There are many considerations in this solution:

## Solution to Shareable Render Attachment Layouts
So far each RPI::Pass has been constructing their Render Attachment Layouts in isolation (See AZ::RPI::RenderPass::GetRenderAttachmentConfiguration()) and it is precisely the Render Attachment Layout what contains all the data that describes Render Attachments and dependecies for each subpass.
The new change in the Pass asset is that `PassData` contains a new field called `"MergeChildrenAsSubpasses"`, which the `RPI::ParentPass` class can use to merge/combine a list of `RPI::RasterPass` as subpasses. The benefit of delegating the responbility to `RPI::ParentPass` is that it can sequentially build a single AZ::RHI::RenderAttachmentLayout for all the child passes that it is supposed to merge.

The major piece of work is encompassed by the new function: `AZ::RPI::ParentPass::CreateRenderAttachmentConfigurationForSubpasses()`.
This function is called just after BuildInternal() is called for all Child passes.
The reason this is the best time to call this function is because the RPI has not called `AZ::RPI::RenderPass::GetRenderAttachmentConfiguration()` yet for any of the PSOs.

Also `AZ::RPI::RenderPass::GetRenderAttachmentConfiguration()` was changed to `virtual`. This allows RPI::RasterPass to override `GetRenderAttachmentConfiguration()` and returned the Render Attachment Configuration that was built with help of `RPI::ParentPass`.
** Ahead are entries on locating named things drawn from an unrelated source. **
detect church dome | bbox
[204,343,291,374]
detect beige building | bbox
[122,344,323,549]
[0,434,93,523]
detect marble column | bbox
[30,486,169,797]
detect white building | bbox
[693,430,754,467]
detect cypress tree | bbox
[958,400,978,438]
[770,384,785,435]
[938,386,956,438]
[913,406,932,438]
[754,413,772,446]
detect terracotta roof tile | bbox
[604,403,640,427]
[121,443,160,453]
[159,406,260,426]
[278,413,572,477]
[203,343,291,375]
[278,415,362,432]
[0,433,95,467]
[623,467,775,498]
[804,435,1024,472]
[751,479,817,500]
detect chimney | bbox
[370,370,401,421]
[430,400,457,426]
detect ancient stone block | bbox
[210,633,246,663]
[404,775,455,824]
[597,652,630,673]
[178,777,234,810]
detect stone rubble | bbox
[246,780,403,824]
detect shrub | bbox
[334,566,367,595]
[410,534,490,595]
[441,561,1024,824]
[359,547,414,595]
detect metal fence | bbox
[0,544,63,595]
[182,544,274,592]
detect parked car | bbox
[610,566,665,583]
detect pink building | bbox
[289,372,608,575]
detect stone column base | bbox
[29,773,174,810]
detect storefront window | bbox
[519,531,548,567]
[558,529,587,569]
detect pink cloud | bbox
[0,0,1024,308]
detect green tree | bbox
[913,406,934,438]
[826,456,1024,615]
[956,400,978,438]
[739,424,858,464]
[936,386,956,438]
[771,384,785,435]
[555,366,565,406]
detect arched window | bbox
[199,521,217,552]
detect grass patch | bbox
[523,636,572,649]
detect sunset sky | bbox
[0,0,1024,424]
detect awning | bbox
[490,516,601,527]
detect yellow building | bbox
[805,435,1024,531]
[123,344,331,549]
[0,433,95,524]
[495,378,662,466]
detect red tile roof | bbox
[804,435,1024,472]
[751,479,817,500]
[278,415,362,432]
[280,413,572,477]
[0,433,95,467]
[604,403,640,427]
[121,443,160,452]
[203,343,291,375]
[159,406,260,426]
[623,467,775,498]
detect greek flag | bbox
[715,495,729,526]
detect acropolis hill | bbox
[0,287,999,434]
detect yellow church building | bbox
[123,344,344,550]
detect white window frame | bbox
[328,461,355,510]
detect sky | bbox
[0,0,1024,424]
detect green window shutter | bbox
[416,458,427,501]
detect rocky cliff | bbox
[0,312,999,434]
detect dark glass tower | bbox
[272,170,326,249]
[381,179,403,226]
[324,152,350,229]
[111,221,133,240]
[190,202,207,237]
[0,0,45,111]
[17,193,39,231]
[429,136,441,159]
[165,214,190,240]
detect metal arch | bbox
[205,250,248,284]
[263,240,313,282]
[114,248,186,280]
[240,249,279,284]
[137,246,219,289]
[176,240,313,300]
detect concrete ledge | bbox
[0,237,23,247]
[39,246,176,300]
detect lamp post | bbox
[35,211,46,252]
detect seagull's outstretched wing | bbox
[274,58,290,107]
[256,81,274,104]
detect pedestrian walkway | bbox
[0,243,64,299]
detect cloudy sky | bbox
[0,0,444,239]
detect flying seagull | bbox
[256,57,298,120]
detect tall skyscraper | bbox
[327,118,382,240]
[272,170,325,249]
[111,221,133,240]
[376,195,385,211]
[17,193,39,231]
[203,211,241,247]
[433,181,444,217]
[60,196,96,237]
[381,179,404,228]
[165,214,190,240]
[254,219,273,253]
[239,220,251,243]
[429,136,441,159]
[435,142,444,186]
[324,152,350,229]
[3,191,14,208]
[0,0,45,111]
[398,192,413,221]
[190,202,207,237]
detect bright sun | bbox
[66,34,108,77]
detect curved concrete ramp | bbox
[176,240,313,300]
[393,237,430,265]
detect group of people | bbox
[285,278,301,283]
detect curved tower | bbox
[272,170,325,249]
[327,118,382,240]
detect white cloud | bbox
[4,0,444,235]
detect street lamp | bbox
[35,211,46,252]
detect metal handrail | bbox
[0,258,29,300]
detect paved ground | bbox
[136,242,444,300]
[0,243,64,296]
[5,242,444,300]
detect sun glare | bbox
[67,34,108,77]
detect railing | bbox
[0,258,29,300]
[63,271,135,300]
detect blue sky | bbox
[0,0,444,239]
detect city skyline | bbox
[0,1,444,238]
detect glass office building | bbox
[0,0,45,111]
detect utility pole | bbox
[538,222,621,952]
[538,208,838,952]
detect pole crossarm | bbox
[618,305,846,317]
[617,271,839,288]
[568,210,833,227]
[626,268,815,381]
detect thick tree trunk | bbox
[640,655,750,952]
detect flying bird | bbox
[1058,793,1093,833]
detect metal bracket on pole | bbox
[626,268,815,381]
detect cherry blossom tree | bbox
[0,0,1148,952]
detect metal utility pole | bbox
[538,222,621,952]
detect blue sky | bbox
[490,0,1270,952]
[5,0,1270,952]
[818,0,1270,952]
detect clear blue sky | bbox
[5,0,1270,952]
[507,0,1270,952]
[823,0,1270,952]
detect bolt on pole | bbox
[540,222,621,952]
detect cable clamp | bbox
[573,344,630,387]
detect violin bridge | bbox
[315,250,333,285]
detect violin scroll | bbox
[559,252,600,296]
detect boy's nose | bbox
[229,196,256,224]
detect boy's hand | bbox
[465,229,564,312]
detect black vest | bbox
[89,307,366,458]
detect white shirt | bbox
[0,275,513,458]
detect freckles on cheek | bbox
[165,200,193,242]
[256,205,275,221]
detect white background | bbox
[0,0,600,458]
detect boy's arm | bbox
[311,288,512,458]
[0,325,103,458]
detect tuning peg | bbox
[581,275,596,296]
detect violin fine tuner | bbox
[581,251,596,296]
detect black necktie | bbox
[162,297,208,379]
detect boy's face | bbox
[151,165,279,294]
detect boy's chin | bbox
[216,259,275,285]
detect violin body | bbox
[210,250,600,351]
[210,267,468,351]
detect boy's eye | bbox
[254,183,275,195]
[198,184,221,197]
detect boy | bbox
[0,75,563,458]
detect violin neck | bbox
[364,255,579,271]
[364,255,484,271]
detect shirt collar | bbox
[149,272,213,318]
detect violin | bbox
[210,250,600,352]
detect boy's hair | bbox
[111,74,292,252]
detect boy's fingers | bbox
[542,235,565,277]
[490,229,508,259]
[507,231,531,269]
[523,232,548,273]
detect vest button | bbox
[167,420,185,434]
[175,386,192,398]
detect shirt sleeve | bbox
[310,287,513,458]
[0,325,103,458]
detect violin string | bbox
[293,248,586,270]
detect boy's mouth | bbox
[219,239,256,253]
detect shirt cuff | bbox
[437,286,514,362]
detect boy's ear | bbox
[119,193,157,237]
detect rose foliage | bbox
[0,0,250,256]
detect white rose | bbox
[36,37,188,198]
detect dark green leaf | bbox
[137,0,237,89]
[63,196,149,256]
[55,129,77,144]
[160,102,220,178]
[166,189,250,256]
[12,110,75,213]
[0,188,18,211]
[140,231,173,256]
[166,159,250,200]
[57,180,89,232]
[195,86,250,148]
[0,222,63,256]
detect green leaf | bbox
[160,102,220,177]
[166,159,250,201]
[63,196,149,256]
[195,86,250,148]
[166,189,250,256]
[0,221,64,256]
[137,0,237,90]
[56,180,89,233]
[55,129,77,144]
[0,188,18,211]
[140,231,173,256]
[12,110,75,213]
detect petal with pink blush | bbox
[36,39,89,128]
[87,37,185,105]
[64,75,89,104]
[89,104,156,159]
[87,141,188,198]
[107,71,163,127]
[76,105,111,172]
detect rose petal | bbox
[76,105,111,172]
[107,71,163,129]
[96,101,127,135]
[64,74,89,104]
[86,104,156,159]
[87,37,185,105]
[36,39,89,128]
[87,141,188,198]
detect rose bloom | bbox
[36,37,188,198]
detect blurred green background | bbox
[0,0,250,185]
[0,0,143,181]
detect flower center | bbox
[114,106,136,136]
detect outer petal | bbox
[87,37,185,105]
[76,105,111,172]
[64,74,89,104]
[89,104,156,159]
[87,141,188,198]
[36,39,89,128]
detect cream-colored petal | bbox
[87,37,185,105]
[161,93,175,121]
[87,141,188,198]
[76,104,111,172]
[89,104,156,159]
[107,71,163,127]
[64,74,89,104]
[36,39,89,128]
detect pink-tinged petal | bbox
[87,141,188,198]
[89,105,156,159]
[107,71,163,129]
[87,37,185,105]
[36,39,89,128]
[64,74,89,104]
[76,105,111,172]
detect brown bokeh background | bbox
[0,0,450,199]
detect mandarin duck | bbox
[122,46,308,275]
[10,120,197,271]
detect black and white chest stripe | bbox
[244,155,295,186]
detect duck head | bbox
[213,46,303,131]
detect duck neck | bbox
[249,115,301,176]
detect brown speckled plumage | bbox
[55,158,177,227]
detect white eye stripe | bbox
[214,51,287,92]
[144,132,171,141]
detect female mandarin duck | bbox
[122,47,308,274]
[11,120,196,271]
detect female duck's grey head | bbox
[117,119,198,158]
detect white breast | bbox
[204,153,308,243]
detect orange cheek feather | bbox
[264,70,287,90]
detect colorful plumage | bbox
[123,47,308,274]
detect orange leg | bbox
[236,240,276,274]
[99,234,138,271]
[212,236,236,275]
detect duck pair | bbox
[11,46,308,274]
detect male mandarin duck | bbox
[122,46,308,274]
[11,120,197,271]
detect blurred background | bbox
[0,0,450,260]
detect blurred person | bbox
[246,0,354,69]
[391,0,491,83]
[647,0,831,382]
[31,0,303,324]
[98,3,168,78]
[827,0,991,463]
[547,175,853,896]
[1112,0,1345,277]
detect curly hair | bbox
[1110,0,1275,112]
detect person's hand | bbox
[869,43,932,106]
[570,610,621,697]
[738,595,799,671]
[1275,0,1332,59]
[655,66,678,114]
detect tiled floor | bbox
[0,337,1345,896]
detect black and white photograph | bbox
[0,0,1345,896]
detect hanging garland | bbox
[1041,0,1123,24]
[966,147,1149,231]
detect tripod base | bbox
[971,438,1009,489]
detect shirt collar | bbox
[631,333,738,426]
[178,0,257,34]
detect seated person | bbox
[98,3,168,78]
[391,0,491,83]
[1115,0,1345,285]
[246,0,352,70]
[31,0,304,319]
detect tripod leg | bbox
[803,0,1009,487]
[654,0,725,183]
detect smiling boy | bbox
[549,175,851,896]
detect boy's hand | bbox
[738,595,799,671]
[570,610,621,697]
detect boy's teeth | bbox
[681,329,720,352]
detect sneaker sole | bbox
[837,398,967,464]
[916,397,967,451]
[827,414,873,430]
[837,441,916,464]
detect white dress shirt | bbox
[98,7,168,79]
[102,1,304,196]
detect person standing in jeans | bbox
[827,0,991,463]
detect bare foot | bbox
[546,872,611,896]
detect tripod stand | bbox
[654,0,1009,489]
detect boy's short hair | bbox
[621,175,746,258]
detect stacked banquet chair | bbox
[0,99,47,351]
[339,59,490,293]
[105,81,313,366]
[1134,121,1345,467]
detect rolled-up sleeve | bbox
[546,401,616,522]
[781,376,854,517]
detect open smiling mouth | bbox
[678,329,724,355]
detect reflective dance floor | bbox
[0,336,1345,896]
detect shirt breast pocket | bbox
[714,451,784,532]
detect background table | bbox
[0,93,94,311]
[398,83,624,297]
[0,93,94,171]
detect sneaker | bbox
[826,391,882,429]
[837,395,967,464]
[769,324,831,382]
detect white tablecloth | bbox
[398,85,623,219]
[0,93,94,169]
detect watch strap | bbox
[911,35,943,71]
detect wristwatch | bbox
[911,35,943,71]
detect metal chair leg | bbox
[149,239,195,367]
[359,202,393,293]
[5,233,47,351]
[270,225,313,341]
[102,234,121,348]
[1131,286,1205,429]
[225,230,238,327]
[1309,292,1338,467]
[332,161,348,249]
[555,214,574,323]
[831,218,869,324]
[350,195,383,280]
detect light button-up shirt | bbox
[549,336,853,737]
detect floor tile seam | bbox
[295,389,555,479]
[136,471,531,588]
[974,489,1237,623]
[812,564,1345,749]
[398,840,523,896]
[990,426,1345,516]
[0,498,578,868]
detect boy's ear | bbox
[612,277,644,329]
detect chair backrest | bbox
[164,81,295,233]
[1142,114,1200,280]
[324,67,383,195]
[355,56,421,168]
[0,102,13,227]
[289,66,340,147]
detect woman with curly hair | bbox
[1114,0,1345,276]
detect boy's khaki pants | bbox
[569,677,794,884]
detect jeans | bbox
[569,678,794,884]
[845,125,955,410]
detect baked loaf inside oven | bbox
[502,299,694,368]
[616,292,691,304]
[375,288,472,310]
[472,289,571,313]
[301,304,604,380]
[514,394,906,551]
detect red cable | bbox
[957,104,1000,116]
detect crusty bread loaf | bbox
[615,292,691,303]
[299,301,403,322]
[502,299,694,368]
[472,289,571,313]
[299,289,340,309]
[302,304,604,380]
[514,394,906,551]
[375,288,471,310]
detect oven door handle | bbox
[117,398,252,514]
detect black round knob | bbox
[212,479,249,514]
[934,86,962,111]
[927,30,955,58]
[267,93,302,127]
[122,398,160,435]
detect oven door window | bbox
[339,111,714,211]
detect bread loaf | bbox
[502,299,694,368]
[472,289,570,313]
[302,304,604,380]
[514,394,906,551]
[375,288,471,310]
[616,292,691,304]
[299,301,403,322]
## Solution to Subpass Dependencies
As mentioned already, it is a burden to have two different code paths, and guarantee that they both will create the exact same set of bitflags that make a set of VkSubpassDepency's. Another problem is that We need to have APIs that the RPI can use, which should decouple from the intricacies of the Vulkan RHI... Introducing `AZ::RHI::SubpassDependencies`. This abstract class will serve as an opaque handle returned by each RHI that supports Subpasses. In particular, for Vulkan, a concrete implementation will be `AZ::Vulkan::SubpassDependencies: public AZ::RHI::SubpassDependencies`.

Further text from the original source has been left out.